A curious AIDS-related infection is so-called bacillary peliosis hepatitis or hepatic bacillary angiomatosis.295,308 Histologically, this infection gives rise to dilated, blood-filled parenchymal spaces containing foci of fibromyxoid stroma with proliferated capillaries and, as demonstrated by Warthin-Starry or similar stains, clumps of rod-shaped bacteria-like organisms. Although this agent resembles the cat scratch bacillus, it is now recognized as a rickettsial agent, Rochalimaea henselae, and is also responsible for cutaneous bacillary angiomatosis.317
Granulomas are a frequent histologic feature, recognized in as many as 48% of biopsy specimens. These are often ill-defined and poorly-developed lesions with few multinucleated giant cells and little attendant inflammation. Mycobacteria or fungal infections account for most cases, but drug-induced granulomas, particularly to sulfonamides or isoniazid, are another possibility. In some instances, of course, the etiology is not apparent.306,312
Additional histologic patterns are examples of chronic hepatitis, and the hepatitis B virus is frequently responsible. Overall, some 75% of AIDS patients have serologic evidence of past hepatitis B exposure, and an existing chronic infection is documented in about 10%; this prevalence is not surprising given the epidemiologic similarities between hepatitis B and HIV infections. In this setting, however, the resulting liver disease tends to be mild in both clinical and histologic terms.
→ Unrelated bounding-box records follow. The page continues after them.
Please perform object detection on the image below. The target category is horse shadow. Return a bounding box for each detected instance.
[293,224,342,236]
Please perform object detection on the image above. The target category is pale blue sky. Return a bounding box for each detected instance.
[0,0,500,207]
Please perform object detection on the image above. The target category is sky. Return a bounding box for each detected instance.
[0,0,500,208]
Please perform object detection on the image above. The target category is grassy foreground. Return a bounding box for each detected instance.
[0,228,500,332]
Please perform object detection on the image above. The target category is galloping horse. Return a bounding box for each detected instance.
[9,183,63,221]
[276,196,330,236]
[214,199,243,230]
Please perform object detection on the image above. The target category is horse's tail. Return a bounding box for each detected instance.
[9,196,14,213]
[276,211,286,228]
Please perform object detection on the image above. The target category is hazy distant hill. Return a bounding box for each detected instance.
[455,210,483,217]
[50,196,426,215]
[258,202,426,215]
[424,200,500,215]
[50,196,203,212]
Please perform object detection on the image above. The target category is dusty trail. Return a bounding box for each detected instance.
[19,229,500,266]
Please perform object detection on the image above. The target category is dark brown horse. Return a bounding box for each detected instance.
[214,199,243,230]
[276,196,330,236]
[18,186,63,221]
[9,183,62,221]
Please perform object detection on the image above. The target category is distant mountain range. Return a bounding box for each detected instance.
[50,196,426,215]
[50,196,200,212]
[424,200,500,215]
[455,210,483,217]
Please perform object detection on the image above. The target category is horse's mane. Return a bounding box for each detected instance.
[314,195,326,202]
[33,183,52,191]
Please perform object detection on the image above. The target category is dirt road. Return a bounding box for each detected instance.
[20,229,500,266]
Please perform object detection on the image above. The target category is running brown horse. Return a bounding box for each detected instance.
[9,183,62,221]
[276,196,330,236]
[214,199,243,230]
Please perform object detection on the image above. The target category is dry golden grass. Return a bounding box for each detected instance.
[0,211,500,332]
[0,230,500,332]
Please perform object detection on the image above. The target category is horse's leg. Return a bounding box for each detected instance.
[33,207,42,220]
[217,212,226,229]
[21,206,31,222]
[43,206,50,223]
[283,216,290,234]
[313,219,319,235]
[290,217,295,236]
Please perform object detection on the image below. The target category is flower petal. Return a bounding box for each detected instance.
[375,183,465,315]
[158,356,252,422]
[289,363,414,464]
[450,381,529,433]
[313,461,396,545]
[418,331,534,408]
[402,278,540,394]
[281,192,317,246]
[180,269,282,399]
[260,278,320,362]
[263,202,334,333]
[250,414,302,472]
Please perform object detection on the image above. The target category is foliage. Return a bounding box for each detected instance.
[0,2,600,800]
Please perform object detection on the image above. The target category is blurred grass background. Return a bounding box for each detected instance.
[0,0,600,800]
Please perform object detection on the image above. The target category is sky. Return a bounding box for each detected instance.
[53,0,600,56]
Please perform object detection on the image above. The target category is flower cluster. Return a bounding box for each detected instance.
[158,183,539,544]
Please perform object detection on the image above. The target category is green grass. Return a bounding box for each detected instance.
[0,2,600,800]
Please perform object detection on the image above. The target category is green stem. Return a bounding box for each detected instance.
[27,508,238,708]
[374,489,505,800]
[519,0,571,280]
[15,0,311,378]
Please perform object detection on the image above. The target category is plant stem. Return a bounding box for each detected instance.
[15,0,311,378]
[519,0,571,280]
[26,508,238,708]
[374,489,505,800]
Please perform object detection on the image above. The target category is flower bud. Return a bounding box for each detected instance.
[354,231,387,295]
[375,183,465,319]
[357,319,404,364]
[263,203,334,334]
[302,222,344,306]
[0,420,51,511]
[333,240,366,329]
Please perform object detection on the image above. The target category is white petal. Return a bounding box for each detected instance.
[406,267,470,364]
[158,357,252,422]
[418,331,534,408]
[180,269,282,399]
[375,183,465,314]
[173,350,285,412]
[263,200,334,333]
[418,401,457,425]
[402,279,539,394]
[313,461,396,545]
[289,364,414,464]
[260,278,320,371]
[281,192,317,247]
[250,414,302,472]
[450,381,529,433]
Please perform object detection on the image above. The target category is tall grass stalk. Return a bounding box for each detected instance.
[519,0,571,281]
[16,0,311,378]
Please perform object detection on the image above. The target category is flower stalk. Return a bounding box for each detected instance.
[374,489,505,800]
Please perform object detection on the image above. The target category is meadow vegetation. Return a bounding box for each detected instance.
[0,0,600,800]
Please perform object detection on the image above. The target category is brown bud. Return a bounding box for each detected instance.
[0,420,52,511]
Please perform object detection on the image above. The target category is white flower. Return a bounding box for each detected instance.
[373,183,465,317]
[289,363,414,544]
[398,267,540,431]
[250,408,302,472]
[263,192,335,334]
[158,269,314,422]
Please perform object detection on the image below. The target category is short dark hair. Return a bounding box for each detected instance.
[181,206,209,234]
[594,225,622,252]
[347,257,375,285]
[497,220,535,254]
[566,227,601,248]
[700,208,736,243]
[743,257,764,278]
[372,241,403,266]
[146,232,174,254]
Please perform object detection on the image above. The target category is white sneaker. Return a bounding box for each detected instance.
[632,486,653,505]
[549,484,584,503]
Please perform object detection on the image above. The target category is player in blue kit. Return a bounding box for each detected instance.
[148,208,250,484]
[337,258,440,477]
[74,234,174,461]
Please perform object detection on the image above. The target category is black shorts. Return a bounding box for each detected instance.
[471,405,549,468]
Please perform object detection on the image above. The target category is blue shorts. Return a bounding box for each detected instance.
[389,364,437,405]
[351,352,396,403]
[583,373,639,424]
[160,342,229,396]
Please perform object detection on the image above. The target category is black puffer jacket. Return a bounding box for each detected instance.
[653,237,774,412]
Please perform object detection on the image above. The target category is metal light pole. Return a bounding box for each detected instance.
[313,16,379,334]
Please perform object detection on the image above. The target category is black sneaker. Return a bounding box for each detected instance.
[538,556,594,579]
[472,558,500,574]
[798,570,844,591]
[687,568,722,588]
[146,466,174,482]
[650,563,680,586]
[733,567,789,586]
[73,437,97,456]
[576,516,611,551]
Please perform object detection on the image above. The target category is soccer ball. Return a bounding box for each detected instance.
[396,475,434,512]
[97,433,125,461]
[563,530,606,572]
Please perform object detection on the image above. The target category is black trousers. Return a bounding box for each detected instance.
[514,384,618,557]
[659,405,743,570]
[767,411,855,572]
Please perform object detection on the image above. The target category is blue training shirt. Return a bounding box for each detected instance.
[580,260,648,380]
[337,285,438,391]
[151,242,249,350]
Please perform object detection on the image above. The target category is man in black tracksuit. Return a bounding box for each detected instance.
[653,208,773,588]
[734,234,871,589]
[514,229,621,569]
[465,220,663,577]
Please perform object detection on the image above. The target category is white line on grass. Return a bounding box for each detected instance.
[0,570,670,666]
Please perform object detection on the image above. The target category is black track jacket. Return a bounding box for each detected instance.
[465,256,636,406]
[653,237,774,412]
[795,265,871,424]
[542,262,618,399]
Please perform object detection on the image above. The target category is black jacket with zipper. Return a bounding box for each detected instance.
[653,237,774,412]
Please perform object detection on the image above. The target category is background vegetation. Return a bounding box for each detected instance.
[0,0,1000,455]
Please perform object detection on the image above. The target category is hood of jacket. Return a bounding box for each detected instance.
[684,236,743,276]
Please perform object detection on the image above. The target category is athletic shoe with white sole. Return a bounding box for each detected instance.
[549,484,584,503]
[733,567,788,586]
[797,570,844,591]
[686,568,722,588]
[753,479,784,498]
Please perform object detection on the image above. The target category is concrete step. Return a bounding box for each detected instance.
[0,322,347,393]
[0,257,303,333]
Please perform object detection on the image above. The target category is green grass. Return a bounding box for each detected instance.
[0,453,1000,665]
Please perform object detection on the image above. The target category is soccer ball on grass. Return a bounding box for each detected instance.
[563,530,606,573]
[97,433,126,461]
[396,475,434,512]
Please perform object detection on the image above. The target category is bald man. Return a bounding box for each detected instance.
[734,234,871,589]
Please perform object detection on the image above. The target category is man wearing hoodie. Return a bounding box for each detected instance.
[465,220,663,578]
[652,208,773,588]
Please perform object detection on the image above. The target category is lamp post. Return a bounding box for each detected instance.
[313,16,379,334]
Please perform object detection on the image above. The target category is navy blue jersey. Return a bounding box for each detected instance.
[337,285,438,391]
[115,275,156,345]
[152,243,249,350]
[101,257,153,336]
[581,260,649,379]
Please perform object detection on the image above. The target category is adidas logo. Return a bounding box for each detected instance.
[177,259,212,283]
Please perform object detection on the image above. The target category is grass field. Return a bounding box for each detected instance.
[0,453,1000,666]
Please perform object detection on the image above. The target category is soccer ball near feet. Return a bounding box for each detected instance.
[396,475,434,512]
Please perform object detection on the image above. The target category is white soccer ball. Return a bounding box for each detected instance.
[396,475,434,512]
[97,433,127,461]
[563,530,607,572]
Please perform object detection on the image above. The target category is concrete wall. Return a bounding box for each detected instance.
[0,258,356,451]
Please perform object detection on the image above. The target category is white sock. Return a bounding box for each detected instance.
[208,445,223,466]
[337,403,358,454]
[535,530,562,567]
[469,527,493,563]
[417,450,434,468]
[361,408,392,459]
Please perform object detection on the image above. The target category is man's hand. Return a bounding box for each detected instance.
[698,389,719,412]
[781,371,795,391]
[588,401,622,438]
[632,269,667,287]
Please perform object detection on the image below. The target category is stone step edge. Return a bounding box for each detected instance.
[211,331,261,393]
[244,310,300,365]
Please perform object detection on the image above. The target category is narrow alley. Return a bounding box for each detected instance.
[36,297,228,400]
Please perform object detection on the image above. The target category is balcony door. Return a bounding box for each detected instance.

For example, liver biopsy specimens from HIV-positive patients are more apt to have chronic persistent hepatitis and display lesser degrees of inflammatory activity and fibrosis than do specimens from comparable HIV-positive patients, even when markers of active viral replication are present, although occasional examples of chronic active hepatitis and cirrhosis are nonetheless described.289,304 The pathology of chronic hepatitis C and D in the HIV-infected patient is not well established, but there is some evidence for a more rapidly progressive course with coinfection with HIV and non-A, non-B hepatitis (presumably hepatitis C).303
Chronic active hepatitis have been reported in children with AIDS; the cause has not been established, but Epstein-Barr virus has been implicated in some cases.287,315 In addition, neonatal hepatitis with giant cell transformation reported in one infected infant.320
On occasion, the interlobular bile ducts exhibit epithelial damage and destruction with intraepithelial lymphocytic infiltration and periductal fibrosis.287,315,316 The large bile ducts are the focus of more striking alterations: irregular stricturing and dilation of the extrahepatic and major intrahepatic ducts and stenosis of the ampulla of Vater. These changes produce biliary obstruction of varying degree and are best recognized by cholangiography, where they yield a picture of secondary sclerosing cholangitis. Affected patients typically present with fever, abdominal pain, nausea and vomiting, and occasionally jaundice, and serum alkaline phosphatase levels are moderately increased. The histologic appearances on liver biopsy are inconsistent but portal inflammation, acute cholangitis, and changes of acute or chronic biliary obstruction may be noted. The cause of this AIDS-related cholangiopathy is not known, but biliary infections with cytomegalovirus or Cryptosporidium are commonly present and may even be identified on liver biopsy specimens.279,283,284,286,302
The liver is also involved with such AIDS-associated neoplasms as Kaposi's sarcoma, high-grade B-cell lymphomas, and Hodgkin's disease. On occasion, these malignancies present as primary hepatic processes, but more often hepatic involvement simply reflects dissemination.281,310
The role of liver biopsy in HIV infection is the subject of ongoing controversy. Although histologic abnormalities are common, a specific diagnosis is established in only about 40% of cases overall; the diagnostic yield is greater, however, in patients with elevated alkaline phosphatase levels or disease of longer duration.212,306 Unfortunately, a precise diagnosis often does not translate into improved clinical management, since effective treatment is not available for many of the identified conditions, and therefore the advantages and disadvantages of liver biopsy need to weighed in each individual case.